Fruktoz, sorbitol, mannitol gibi enerji içeren tatlandırıcılar belirli miktarların üzerinde tüketildiği takdirde kan şekerini yükseltebilirler. Sorbitol fazla alındığında ishale neden olabilir. Ayrıca kilo problemi olan kişilerde bu tarz enerji içeren tatlandırıcıların kullanımı problemlere yol açabilir. Bu nedenle tatlandırıcıların bulunduğu yiyecekler bir diyetisyene danışılmadan tüketilmemelidir.
Tatlandırıcılara her ne kadar insülin direnci  hastalarında kurtarıcı madde gözüyle bakılsa da neticede yapay yolla elde edilen ürünlerdir. İlk aşamada doğal besinlerde( örneğin çaya konan şeker) azaltma yapılmaya çalışılmalı, olmuyorsa tatlandırıcı kullanımı gündeme gelmelidir.
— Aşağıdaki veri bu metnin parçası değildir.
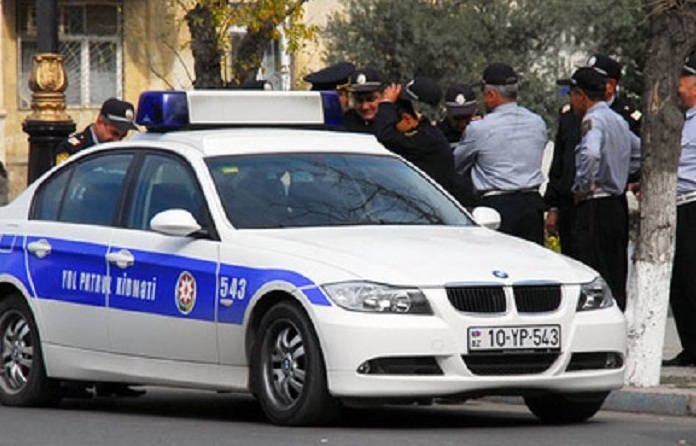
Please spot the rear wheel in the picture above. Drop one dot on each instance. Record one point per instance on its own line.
(23, 380)
(558, 408)
(288, 369)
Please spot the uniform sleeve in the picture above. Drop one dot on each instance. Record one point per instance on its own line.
(587, 155)
(634, 169)
(465, 151)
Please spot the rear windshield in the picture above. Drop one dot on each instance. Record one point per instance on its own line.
(300, 190)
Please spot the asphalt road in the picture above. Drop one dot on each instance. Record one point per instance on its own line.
(175, 417)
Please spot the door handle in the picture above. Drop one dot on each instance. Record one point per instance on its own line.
(40, 248)
(123, 258)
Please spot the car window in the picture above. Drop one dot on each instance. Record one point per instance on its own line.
(273, 191)
(164, 182)
(85, 193)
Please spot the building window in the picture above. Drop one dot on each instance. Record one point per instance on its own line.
(89, 34)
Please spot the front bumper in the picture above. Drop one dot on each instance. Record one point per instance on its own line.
(350, 339)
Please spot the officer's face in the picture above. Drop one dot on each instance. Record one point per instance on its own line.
(108, 132)
(687, 91)
(366, 104)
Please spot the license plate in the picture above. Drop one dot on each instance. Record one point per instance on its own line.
(527, 337)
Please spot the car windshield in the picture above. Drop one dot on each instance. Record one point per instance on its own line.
(308, 189)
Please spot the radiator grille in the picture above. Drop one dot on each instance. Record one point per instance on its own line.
(537, 298)
(477, 299)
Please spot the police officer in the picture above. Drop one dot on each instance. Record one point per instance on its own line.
(560, 217)
(603, 161)
(367, 85)
(461, 107)
(400, 129)
(336, 78)
(115, 119)
(683, 286)
(610, 68)
(504, 151)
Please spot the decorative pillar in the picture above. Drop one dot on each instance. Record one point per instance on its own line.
(48, 124)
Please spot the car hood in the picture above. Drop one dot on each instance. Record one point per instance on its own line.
(427, 255)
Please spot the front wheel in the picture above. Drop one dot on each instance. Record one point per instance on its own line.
(565, 408)
(288, 369)
(23, 380)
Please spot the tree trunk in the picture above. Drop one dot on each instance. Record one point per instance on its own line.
(673, 34)
(204, 46)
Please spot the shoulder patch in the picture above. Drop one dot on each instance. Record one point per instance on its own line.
(61, 157)
(586, 126)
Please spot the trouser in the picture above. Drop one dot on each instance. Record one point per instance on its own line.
(682, 295)
(567, 213)
(602, 235)
(521, 214)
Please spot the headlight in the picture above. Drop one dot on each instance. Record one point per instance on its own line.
(595, 295)
(378, 298)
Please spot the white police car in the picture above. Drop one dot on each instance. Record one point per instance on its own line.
(308, 267)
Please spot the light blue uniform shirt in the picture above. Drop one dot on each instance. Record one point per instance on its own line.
(686, 173)
(504, 149)
(605, 153)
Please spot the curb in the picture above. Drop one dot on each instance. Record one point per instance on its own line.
(664, 400)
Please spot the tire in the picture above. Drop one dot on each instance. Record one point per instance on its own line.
(288, 369)
(557, 408)
(23, 380)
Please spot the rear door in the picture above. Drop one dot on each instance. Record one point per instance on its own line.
(163, 299)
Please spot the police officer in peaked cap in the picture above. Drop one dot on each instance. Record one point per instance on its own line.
(401, 129)
(610, 68)
(115, 119)
(504, 151)
(461, 107)
(366, 87)
(336, 78)
(603, 163)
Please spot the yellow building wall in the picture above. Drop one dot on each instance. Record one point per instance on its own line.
(151, 60)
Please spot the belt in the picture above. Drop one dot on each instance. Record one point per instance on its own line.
(495, 193)
(686, 197)
(598, 193)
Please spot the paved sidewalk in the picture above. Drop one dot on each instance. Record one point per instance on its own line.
(676, 394)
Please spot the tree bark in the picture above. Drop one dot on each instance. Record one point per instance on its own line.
(204, 46)
(673, 35)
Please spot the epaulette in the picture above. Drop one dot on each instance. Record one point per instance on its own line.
(586, 126)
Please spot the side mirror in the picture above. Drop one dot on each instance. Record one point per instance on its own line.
(487, 217)
(176, 222)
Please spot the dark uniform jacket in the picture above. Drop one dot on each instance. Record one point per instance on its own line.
(352, 122)
(426, 146)
(74, 144)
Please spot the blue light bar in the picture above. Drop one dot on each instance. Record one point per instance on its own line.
(161, 111)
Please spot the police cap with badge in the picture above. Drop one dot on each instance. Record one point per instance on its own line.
(587, 79)
(366, 80)
(119, 113)
(333, 77)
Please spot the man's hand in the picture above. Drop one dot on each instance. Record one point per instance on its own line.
(551, 221)
(391, 93)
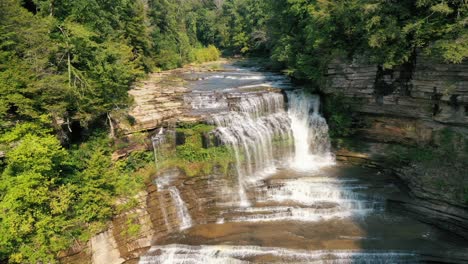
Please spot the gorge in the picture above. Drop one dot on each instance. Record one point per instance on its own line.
(282, 197)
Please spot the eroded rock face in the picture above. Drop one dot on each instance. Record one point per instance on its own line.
(409, 105)
(155, 217)
(406, 103)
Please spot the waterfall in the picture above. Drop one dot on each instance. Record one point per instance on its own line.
(310, 130)
(251, 129)
(182, 212)
(174, 254)
(157, 142)
(162, 205)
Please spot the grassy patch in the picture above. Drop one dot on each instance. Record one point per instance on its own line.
(192, 157)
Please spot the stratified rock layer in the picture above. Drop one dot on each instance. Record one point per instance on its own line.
(409, 105)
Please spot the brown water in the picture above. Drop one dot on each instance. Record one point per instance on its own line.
(340, 214)
(316, 213)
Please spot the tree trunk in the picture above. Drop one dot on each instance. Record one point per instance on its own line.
(111, 126)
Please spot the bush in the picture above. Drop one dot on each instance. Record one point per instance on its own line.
(338, 110)
(210, 53)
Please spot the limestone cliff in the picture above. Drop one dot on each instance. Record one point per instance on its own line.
(412, 105)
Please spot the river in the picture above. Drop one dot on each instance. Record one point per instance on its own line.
(292, 202)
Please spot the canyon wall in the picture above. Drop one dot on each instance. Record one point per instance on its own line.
(414, 106)
(132, 233)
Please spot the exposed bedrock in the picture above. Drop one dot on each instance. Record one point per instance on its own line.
(411, 106)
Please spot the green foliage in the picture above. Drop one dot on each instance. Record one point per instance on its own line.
(50, 197)
(305, 35)
(192, 157)
(338, 110)
(211, 53)
(444, 165)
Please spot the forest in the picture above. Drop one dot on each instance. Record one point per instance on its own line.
(66, 67)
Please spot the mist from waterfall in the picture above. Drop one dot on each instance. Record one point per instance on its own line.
(254, 129)
(310, 132)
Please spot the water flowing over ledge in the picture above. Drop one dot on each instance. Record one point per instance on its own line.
(175, 254)
(285, 200)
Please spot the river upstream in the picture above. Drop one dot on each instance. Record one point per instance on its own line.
(290, 201)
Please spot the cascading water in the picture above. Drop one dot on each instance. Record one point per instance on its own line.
(182, 211)
(240, 254)
(310, 130)
(293, 209)
(251, 131)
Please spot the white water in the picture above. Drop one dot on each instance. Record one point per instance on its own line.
(182, 212)
(162, 205)
(251, 130)
(310, 130)
(183, 254)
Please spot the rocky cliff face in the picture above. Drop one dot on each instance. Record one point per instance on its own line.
(130, 234)
(412, 106)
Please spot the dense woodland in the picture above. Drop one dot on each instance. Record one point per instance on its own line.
(65, 66)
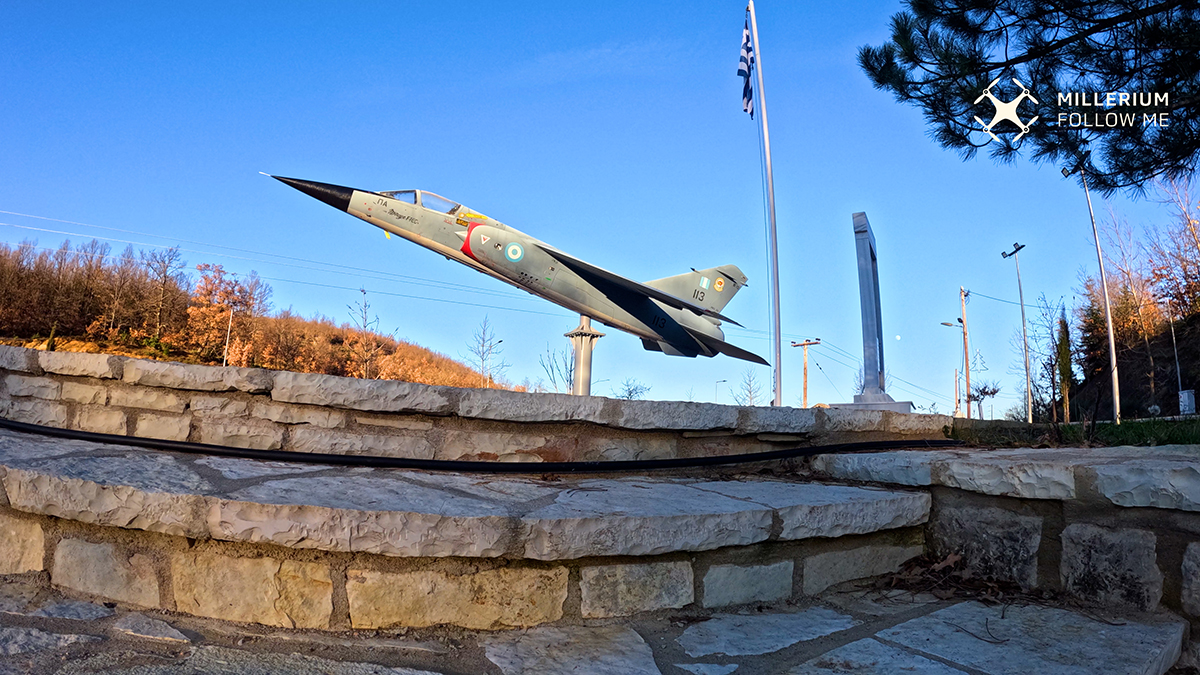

Unutulmamalıdır ki tatlandırıcıların da belli bir günlük kullanım miktarı vardır.

Diyet ürünleri de ( diyet bisküviler, diyet reçeller vb) sırf adında “diyet” kelimesi geçiyor diye hiçbir kısıtlama olmadan yenilebilecek yiyecekler olarak düşünülmemelidir.  Bunların da bir şeker ve kalori içerdiği akıldan çıkarılmamalıdır ve bu ürünlerin etiket bilgileri mutlaka okunmalıdır.

 

 

 

 

3) BEYAZ YERİNE ESMER

Beyaz undan yapılmış yiyecekler ( ekmek, pilav, makarna vb.) şekerinizin hızlı yükselmesine neden olur. Bunları tamamen hayatınızdan çıkarmak yerine kepekli makarna, kepekli pirinç kullanmak sizin için daha doğru olacaktır. Çünkü bu ürünlerin sindirimi daha uzun sürdüğünden kan şekerini de daha yavaş yükseltirler. Kepekli bir makarnayı bol yoğurtla tüketerek makarnayı biraz daha masumlaştırabilirsiniz. Yoğurt hem şekerinizin dengelenmesine yardımcı olacak hem de tokluk hissinizi arttıracaktır.

Ekmek olarak ise en ideali tam buğday ekmeğidir. Hem daha uzun süre tok tutar, hem de şekerinizi dengeler. Ama damak tadınıza uymuyorsa tam tahıllı, çavdar ya da kepekli olanları da tercih edebilirsiniz.

 

4) MEYVE – MEYVE SUYU

İnsülin dirençli kişilerin  hayatlarına katmaları gereken bir dost kavram “posa”.  Sebzelerde ( kabuğu soyulmamış),meyvelerde ve kurubaklagillerde bolca bulunan bu nimet kan şekerinin düzenlenmesini sağlıyor. Ama şöyle bir ayrıntı var; meyveyi normal olarak tükettiğimizde posasından faydalanıyoruz fakat sıkıp meyve suyu haline getirdiğimizde posasını kaybediyor, geriye şekerli su kalıyor. Bu nedenle meyveyi olduğu gibi tüketin, meyve suyu olarak değil.